Norris points Red Boat towards Port Hadlock and we start back. None of us are terribly sorry to be going. It’s cold, we’re getting stiff. But Ament and I keep our spotlights swinging, even if we are fairly pro forma; little chance of us actually seeing anything.
Then, naturally, my light passes over something. “Wait, wait!” I call out. “What’s that?” Right at the edge of my beam is a small bird. Something in my mind perks up, notes that this bird looks different than all the other ones. It is lower in the water, somehow thinner, it holds its head in an upright way. I don’t know what it is, but it is different, and that is enough.
Norris cuts Red Boat’s engine, and we drift to a stop. “Where,” he asks. I point out the bird, which is staring back at us. Norris squints at it, leans forward; Ament does, too. “Gosh, that sure looks about right,” Norris says. “Keep your lights on it. I’ll try to get closer.”
Ament swings her light over. Now we both have the bird. Norris gives the engine a little gas, and Red Boat starts to putter towards the bird. Maybe, if we get close enough, I’ll get to try to net something tonight after all. But when we are thirty yards away, the bird spooks and starts to run along the water, flapping, its wingtips smacking against the surface as it tries to generate enough speed to lift off.

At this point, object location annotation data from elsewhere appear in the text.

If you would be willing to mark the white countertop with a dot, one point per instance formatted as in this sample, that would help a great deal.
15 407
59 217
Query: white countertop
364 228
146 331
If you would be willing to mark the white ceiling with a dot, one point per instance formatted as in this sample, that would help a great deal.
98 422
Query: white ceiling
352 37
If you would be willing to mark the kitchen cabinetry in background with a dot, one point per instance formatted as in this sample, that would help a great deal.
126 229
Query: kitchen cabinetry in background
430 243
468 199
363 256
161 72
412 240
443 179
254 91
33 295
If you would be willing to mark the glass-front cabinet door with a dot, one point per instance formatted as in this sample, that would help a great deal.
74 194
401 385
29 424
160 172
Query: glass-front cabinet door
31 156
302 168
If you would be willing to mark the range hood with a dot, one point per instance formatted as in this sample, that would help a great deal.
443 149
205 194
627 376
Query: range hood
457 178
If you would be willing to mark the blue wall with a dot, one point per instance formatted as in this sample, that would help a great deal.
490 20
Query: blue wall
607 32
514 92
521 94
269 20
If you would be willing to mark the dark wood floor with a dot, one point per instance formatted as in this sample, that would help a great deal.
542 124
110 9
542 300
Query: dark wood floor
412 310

“Shoot!” Norris says. He guns the engine and we lurch forward. Soon we are flying over the water, going as fast as Red Boat can carry us, but it is not near fast enough. The little bird’s wings are a blur, and now we can see that its body is clear of the water, and it is flying. Slowly it gains altitude and outpaces us, and then, to add insult to injury, it apparently realizes that it is far more maneuverable than we will ever be, because it turns slightly and vectors away.
“Hold it!” Norris commands. “Keep it in the light!” So Ament and I keep our beams trained on the little bird. But the murrelet is too fast, and fades as it reaches the diffuser ends of our beams. Fortunately, though, its tack is taking it towards Gray Boat, which is also on its way back to Port Hadlock.
Norris grabs the radio. “Gray Boat this is Red Boat! Gray Boat pick up!” he yells. “There’s a murrelet — I think it’s a murrelet! — Scott, it’s coming towards you! We’ve got it in our lights but we’re losing it! It’s too fast! Okay, now it’s going to go right over you! Gray Boat! Gray Boat, do you read? Try to follow it!” But spirited though Norris’ shouts are, Pearson must not hear him over the roar over Gray Boat’s motor, because their course does not change in the slightest, and the murrelet, or whatever it is, flies over them unremarked upon, and disappears into the night.